Well it kinda does make sense but I don't understand why you would go through this trouble with sending salts around. If the goal is what you describe couldn't you just derive a salt from the username at the client side? (I was assuming that they were already doing this, but apparently they are not?)

jfarmer · on Jan 24, 2013

The higher the entropy of the salt the better.

Let's say everyone did as you propose and use usernames for salts. I could pre-compute dictionaries for usernames like root, admin, etc. and likely gain full access to a wide range of systems.

Our aim is to build a system where brute-forcing is always the cheapest option. Once that's the case, we're in a position to control "how expensive" it is for someone to invert even one derived key.

jules · on Jan 24, 2013

Presumably each username on Mega is unique, so that precomputation won't give you anything.

jfarmer · on Jan 25, 2013

Unique inside Mega, yes, but not globally.

Imagine if UNIX systems did as you propose. The rainbow table for the salt "root" would let me do plenty of damage.
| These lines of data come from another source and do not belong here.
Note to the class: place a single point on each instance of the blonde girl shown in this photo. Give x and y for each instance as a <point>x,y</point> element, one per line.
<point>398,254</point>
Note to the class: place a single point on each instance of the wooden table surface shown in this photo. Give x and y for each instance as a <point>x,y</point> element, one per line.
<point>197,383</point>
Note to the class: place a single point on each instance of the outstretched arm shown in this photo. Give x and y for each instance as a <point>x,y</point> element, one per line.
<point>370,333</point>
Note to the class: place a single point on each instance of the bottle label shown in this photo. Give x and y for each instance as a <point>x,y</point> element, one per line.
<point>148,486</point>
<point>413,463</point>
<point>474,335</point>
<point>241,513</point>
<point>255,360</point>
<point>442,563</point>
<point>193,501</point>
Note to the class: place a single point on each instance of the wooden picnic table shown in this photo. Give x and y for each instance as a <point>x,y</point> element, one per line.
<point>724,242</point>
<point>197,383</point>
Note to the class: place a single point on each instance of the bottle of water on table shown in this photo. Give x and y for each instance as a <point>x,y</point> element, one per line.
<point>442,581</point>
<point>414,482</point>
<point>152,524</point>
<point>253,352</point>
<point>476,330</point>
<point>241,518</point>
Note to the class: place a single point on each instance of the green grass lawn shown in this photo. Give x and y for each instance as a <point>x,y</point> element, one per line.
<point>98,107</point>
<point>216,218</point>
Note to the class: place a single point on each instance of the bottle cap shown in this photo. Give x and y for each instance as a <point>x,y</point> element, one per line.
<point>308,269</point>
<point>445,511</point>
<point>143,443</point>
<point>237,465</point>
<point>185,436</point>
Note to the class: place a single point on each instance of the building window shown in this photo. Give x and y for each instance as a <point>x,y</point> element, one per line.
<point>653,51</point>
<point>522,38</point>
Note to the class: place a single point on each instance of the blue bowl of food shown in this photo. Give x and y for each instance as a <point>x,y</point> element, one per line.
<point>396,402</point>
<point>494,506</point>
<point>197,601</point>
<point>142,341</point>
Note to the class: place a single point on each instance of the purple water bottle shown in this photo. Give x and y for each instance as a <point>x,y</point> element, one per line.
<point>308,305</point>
jiggy2011 · on Jan 24, 2013

Perhaps the point is to reduce the risk that a rainbow table already created for some other use could be used in this case?

jules · on Jan 24, 2013

That would at most reduce the number of KDF calls an attacker would need to perform by a factor of 2, if (1) the other service is using exactly the same KDF (2) all the usernames are identical in the two services. If not all the usernames are identical, then the factor of 2 is even lower. If an attacker can perform n calls to a KDF then he can also perform 2n calls to it, so if you're relying on that factor of 2 for security you have a problem no matter what. In any case this is easily defeated by adding a random string: KDF(username + "|blablafoo|" + password).

jiggy2011 · on Jan 24, 2013

Yes, this would be true in the case of adding a random string as a second salt but then this would have to be sent to the client also.

I am not sufficiently familiar with KDFs but I know that rainbow tables exist to crack straight up md5 hashed passwords for common usernames and passwords where the username has been used as the salt.

Maybe harder to do with a KDF because it's prohibitive to compute that many keys in the first place?

fx5 · on Jan 28, 2013

Good explanation! Hey, I have exactly the same cpu btw. :)

ww520 · on Jan 23, 2013

In a unsalted system, let's say your password is "hello" and my password is "hello." Your hash("hello") will be same as my hash("hello"). When I see your hash is same as mine, I know your password is "hello."

In a salted system, your hash("hello" + salt1) != my hash("hello" + salt2), and I have no way of guessing your password since the hashes are different.